At one house, a teenage boy stood guard with a kitchen knife, hands shaking. When he saw Takashi's group, his fear hardened into something colder.

"Don't come any closer," he shouted.

"We're not here to hurt you," Takashi replied.

"That's what they all say!"

A woman dragged the boy back inside, slamming the door shut, locking it three times.

Shizuka swallowed hard. "They're just scared."

Takashi nodded. But he wasn't sure fear explained everything anymore.

They stopped at an intersection where traffic lights blinked uselessly. A corpse lay slumped against a lamppost — not eaten, not bitten. Just… dead. A gun rested loosely in its hand.

Kohta knelt, checking quickly. "Suicide," he said quietly.

No one commented.

Takashi felt the weight of it all pressing down on him. This wasn't the relief he'd imagined when the immediate chaos faded. This wasn't safety. It was something worse — a world where survival had stripped away trust, compassion, and the fragile social lies that once held people together.

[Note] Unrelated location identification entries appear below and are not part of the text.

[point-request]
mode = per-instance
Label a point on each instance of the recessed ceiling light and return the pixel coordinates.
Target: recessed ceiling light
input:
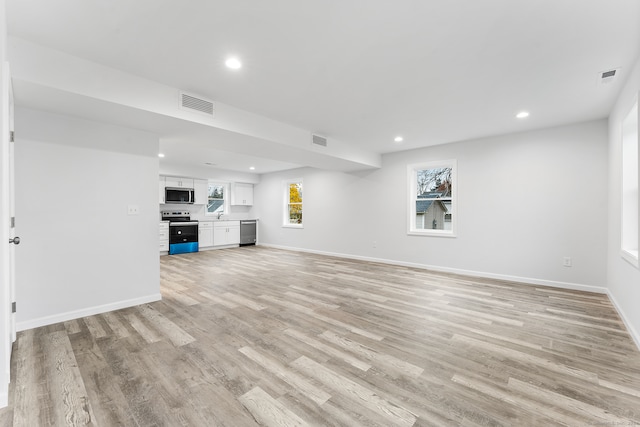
(233, 63)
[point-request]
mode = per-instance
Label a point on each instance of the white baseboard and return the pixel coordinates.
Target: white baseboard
(632, 331)
(4, 396)
(89, 311)
(484, 274)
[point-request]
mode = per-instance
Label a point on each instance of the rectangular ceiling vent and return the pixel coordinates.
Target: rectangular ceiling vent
(318, 140)
(606, 77)
(194, 103)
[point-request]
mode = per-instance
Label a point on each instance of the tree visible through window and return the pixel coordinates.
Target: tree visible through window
(432, 203)
(294, 203)
(215, 200)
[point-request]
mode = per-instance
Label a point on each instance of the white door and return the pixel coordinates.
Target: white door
(12, 211)
(7, 233)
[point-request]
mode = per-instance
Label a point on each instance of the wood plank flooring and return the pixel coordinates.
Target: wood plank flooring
(257, 336)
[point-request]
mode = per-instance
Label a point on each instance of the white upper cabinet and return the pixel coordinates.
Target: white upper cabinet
(172, 181)
(200, 187)
(241, 194)
(161, 190)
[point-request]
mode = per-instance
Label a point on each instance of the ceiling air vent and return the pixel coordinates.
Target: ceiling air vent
(608, 76)
(193, 103)
(318, 140)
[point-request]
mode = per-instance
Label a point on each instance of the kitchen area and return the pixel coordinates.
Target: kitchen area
(198, 214)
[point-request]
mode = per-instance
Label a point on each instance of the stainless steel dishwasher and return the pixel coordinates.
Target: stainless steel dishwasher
(248, 232)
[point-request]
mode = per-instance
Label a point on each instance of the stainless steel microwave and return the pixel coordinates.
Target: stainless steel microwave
(178, 195)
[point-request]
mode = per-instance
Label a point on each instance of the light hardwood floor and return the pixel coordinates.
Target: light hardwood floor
(257, 336)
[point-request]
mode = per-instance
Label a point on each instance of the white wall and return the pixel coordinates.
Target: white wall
(623, 279)
(80, 252)
(525, 201)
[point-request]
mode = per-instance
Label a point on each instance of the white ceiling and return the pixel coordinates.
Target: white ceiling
(358, 71)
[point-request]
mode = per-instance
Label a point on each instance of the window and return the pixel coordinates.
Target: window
(432, 202)
(293, 203)
(216, 204)
(630, 186)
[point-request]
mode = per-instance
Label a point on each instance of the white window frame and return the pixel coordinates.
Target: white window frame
(412, 178)
(630, 235)
(285, 208)
(225, 202)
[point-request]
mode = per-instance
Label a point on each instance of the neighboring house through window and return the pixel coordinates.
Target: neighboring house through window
(293, 203)
(216, 199)
(432, 198)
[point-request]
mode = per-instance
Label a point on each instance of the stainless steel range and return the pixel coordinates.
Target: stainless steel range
(183, 232)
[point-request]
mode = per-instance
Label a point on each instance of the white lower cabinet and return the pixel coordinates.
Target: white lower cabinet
(205, 234)
(226, 233)
(164, 237)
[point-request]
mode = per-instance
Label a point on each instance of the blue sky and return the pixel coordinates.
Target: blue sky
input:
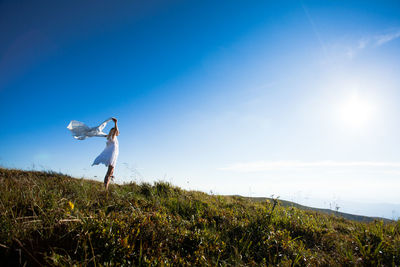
(292, 98)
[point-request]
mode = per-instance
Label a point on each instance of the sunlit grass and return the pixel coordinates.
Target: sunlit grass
(52, 219)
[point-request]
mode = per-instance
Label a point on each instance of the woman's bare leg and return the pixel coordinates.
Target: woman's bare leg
(109, 173)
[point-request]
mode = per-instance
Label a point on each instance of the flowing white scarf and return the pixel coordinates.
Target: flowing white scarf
(81, 131)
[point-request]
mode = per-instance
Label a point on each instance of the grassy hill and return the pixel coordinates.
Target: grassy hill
(52, 219)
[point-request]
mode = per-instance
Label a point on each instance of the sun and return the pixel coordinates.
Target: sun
(356, 112)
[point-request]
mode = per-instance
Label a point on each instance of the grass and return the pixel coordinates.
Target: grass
(53, 219)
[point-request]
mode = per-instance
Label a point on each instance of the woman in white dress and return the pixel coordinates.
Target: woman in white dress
(110, 154)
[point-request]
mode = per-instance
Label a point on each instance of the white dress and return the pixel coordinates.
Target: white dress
(109, 155)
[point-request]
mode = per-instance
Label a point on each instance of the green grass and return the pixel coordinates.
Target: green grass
(53, 219)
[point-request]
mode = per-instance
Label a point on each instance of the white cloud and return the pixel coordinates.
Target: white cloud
(385, 38)
(258, 166)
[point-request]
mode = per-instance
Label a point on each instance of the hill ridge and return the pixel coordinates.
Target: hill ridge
(48, 218)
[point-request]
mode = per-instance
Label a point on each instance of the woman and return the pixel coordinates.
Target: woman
(110, 154)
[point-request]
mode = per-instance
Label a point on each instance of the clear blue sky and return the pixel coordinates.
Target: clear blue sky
(292, 98)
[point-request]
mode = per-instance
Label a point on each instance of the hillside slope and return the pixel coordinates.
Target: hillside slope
(53, 219)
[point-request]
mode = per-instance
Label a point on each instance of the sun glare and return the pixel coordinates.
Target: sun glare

They kept walking because stopping meant thinking.

And thinking meant realizing the truth.

Surviving hadn't saved them.

It had only shown them what people became when no one was watching.

As the sun dipped lower, shadows stretched long across the street. Somewhere behind them, a distant groan echoed — lonely, almost forgotten.

Takashi didn't look back.

He was too busy wondering whether the real danger was finally beginning.